Organizations decide on Implementing an ERP solution basically to derive business

value. A pre-packaged ERP solution is largely believed to bring with it best practices across
industries. Organizations hope to improve bottom lines by achieving higher productivities as a
result of implementing the best practices available with the ERP. It is to be noted that with
such lofty expectations and intentions, when ERPs are implemented, a whopping 90%
implementations are either over budget or are deemed complete failures.
Over the years critical analysis of causes behind ERP failures have given rise to another
school of thought. BPR or Business Process Re-engineering was then considered the best bet
to insulate organizations against ERP failures. Getting a BPR done before ERP implementation
offers several advantages especially for organizations implementing IT systems for the first
time. Typically in such organizations, processes work in silos and the concept of internal
customer is almost non-existent. People working in their independent process areas are least
aware of their role in the whole chain of processes. In such scenarios directly implementing
ERP solutions can give rise to severe change management issues and acceptance of the new
solution is almost Nil. Business Process Reengineering on the other hand provides
opportunities to simplify processes, standardize them and remove non value added activities.
Active participation of key stakeholders throughout the BPR exercise results in people taking
ownership for their processes and extend cooperation to their internal customers. The Reengineered processes are relatively easy to automate and ERP implementation has a much
better chance of success.
On the flip side, the BPR exercise requires commitment of resources and is quite time
consuming. A thorough BPR process can take as much as 4 months to a year to complete
depending on the complexity of the organization structure. In view of this, some of the
organizations then decide to directly go in for ERP implementations. Any standard ERP
package like Oracle, SAP, Microsoft offers standard best practices which may be configured for
the specific business. The effort and resources required to implement ERP is equivalent to
getting a BPR process done. A full-fledged ERP implementation may take up as much as 5
months to a year. Organizations tend to believe that in doing a BPR they would just be
duplicating the effort and hence instead choose to go in directly for ERP implementation. This
strategy works fairly well with organizations already having basic IT systems in place. One of
the strongest arguments against going in for pre-packaged standard best practices is that
organizations sometimes lose out on their competitive advantage. It is possible that some of
the processes though not efficient enough have been the basis of a competitive advantage.
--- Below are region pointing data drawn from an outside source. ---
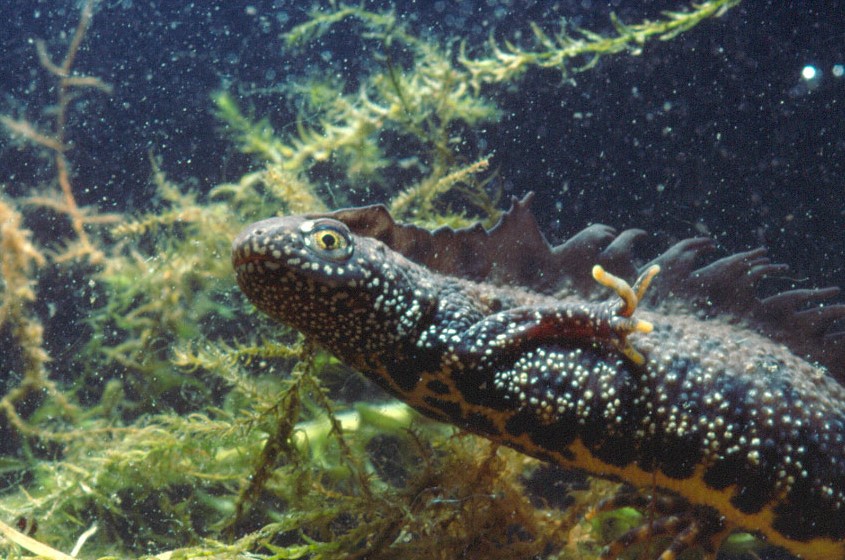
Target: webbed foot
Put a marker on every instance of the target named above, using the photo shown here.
(672, 518)
(631, 297)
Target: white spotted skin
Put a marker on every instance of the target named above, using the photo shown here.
(727, 419)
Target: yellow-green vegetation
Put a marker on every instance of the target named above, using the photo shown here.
(185, 425)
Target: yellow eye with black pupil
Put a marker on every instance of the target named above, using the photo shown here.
(331, 243)
(328, 240)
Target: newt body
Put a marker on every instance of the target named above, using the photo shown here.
(726, 418)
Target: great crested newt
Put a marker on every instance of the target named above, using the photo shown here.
(730, 420)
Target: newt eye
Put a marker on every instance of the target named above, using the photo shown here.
(330, 242)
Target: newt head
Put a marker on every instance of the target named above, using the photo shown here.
(348, 292)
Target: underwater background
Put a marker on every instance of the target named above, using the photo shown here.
(146, 406)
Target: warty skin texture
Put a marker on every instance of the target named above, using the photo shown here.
(721, 416)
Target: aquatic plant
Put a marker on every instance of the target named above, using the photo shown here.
(184, 426)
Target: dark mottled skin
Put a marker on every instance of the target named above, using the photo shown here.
(722, 416)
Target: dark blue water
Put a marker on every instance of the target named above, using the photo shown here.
(715, 131)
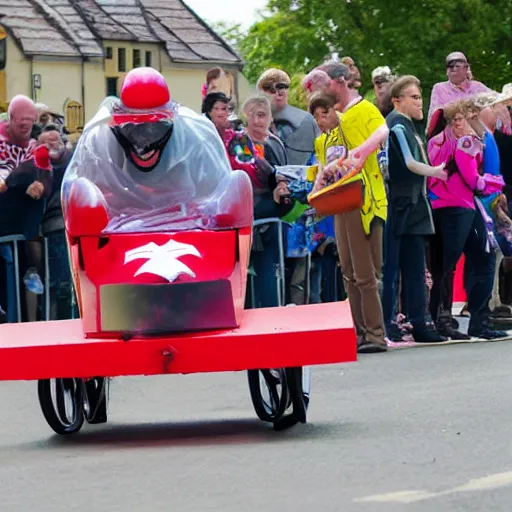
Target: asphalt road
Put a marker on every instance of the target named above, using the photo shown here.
(419, 430)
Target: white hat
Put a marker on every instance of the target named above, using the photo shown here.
(382, 71)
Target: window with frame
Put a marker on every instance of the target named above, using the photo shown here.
(121, 60)
(148, 58)
(111, 86)
(136, 59)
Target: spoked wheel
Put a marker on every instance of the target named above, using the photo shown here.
(61, 403)
(269, 393)
(95, 400)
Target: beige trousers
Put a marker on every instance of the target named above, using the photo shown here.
(361, 263)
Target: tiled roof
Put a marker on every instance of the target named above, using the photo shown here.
(77, 27)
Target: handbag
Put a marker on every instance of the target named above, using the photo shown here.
(343, 196)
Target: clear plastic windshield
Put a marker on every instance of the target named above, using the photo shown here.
(182, 192)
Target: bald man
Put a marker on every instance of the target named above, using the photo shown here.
(16, 145)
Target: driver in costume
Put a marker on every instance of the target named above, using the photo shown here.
(145, 163)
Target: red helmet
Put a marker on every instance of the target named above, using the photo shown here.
(143, 120)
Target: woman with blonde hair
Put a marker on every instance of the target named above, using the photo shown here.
(461, 224)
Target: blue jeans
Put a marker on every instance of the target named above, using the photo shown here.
(461, 231)
(62, 305)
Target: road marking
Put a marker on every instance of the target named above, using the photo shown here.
(398, 497)
(477, 484)
(487, 482)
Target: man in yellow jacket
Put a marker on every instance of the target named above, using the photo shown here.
(359, 233)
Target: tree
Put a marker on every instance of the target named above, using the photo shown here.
(411, 38)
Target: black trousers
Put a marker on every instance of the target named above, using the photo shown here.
(461, 231)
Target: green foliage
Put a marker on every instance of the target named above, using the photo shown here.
(410, 37)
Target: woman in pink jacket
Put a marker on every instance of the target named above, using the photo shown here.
(460, 226)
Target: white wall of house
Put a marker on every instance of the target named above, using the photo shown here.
(17, 71)
(60, 81)
(94, 88)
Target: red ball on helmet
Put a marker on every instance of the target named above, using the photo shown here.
(144, 89)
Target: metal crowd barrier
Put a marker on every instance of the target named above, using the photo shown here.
(9, 251)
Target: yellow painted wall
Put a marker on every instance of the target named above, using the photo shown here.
(185, 86)
(17, 71)
(95, 89)
(60, 81)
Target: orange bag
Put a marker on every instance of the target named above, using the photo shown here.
(341, 197)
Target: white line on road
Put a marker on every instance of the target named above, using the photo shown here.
(478, 484)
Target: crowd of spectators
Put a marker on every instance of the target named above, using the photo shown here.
(432, 192)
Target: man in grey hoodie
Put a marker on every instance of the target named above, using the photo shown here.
(296, 128)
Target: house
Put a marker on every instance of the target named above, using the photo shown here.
(71, 54)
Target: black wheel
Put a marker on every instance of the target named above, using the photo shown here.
(95, 400)
(269, 393)
(297, 380)
(61, 403)
(300, 400)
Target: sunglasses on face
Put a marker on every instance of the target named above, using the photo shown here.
(456, 65)
(277, 87)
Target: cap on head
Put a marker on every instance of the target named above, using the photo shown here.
(144, 89)
(456, 56)
(381, 74)
(21, 103)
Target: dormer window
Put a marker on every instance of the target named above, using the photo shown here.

Another factor to consider is that, the ERP packages are configurable and thousands of
configuration items are required to be set for a complete implementation. If the business
processes are not clearly defined, there is a strong chance of error in configuration of such
setups. These errors lie dormant for longer periods and once they are obvious the damage to
the solution and data is already done.
Conclusion : BPR before ERP or directly ERP is a decision to be taken based on the
Organization structure, their people and the process maturity available. There is no right or
wrong approach. Industries already having implemented IT systems, have by going through
the implementation process, reached a base level of maturity and hence can well afford to go
in for ERP implementations directly. But even for such organizations, the success of the ERP
implementation would depend mostly on how they handle change management and mainly
on how the implementation project is governed. Organizations operating with highly complex
business processes with a large geographical spread and with minimal process maturity would
be better served if a BPR is undertaken as a distinct exercise thus increasing the chances of a
successful ERP implementation subsequently.